Peneliti dari Center of Reform on Economics (CORE) Eliza Mardian mengatakan, dampak El Nino terhadap produksi beras sangat bergantung pada kapasitas mitigasi dan respons kebijakan yang dijalankan pemerintah.
“Dampak El Nino tidak selalu menurunkan produksi secara drastis, tetapi sangat tergantung pada kapasitas mitigasi dan respons kebijakan,” kata Eliza saat dihubungi Pangandaranku, Jakarta, Jumat.
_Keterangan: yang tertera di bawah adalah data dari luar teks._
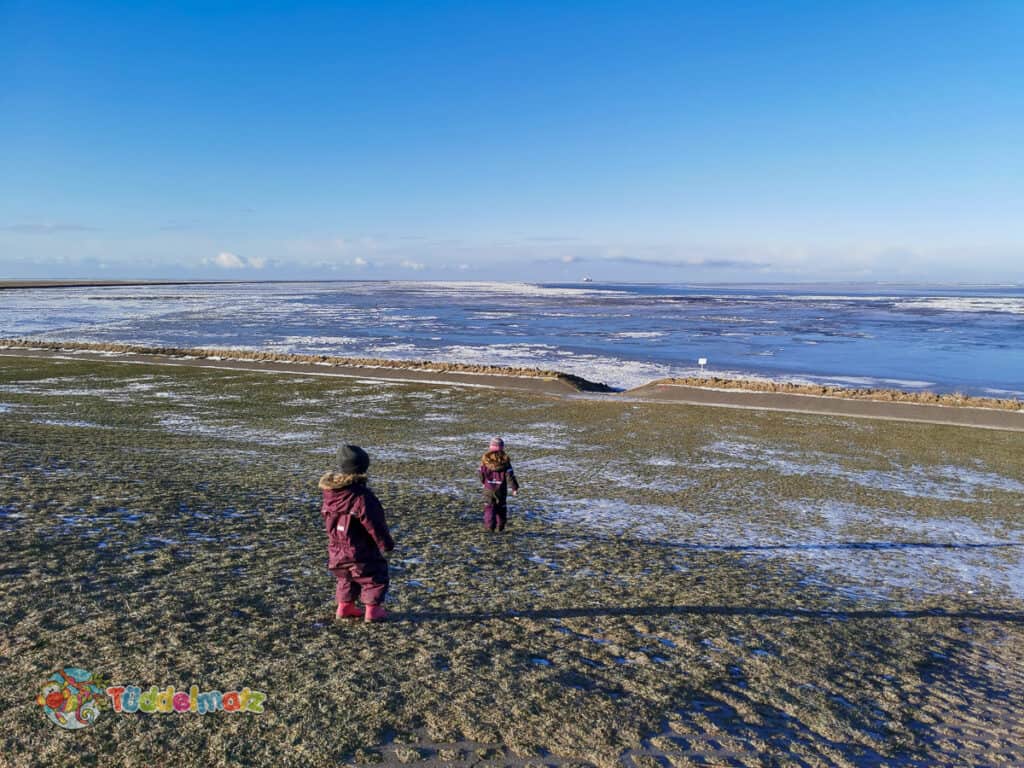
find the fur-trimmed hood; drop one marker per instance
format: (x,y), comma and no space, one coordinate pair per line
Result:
(496,460)
(338,480)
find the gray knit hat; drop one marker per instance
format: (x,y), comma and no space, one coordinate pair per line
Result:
(351,460)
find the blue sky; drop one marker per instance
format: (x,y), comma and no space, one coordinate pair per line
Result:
(635,140)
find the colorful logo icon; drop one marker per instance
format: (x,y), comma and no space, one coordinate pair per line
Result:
(73,697)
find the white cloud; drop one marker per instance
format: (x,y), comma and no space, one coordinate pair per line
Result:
(228,260)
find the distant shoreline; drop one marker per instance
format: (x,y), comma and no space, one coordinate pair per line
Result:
(886,404)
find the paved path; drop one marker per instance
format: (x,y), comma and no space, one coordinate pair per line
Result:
(655,392)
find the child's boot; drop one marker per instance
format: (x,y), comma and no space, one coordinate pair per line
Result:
(348,610)
(376,613)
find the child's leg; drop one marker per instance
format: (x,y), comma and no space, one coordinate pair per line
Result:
(347,590)
(373,581)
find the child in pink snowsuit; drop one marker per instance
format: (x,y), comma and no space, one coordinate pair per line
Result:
(356,534)
(497,476)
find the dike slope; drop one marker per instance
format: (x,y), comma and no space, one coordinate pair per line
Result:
(888,404)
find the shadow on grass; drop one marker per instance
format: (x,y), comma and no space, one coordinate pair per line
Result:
(1004,616)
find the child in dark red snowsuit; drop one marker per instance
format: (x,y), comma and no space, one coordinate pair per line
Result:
(497,476)
(356,534)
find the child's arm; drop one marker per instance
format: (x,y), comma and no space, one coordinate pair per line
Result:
(372,516)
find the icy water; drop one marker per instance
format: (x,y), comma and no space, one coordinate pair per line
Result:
(939,338)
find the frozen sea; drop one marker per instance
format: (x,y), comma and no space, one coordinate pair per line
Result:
(968,339)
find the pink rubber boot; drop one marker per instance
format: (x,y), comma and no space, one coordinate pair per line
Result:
(376,613)
(348,610)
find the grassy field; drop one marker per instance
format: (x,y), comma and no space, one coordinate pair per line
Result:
(678,586)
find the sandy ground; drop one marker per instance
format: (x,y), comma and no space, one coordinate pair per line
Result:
(678,586)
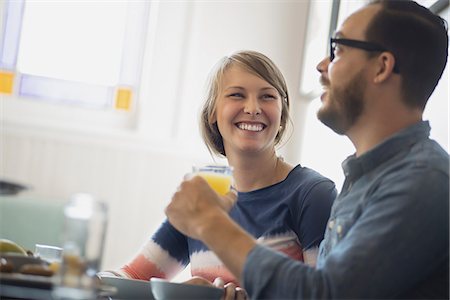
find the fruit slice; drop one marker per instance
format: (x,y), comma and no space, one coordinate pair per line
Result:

Ia menilai langkah pemerintah seperti peningkatan areal tanam, optimalisasi irigasi, dan penyediaan benih tahan kekeringan merupakan upaya mitigasi yang cukup tepat dilakukan untuk menjaga produksi pangan.
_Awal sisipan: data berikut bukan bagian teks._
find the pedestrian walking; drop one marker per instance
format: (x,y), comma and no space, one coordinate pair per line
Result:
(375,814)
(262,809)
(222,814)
Namun demikian, menurut dia, efektivitas kebijakan tersebut masih menghadapi sejumlah keterbatasan struktural di sektor pertanian nasional.
“Struktur pertanian kita masih sangat bergantung pada curah hujan, sementara sistem irigasi belum sepenuhnya mampu mengantisipasi kekeringan skala besar,” ujarnya.
Eliza menambahkan, adopsi teknologi pertanian dan varietas tahan kekeringan juga masih perlu lebih merata, sehingga kemampuan meningkatkan produktivitas sebagai kompensasi penurunan luas tanam masih terbatas.
Selain itu, skala usaha tani yang relatif kecil dengan dominasi petani gurem dinilai menjadi tantangan dalam percepatan intensifikasi pertanian.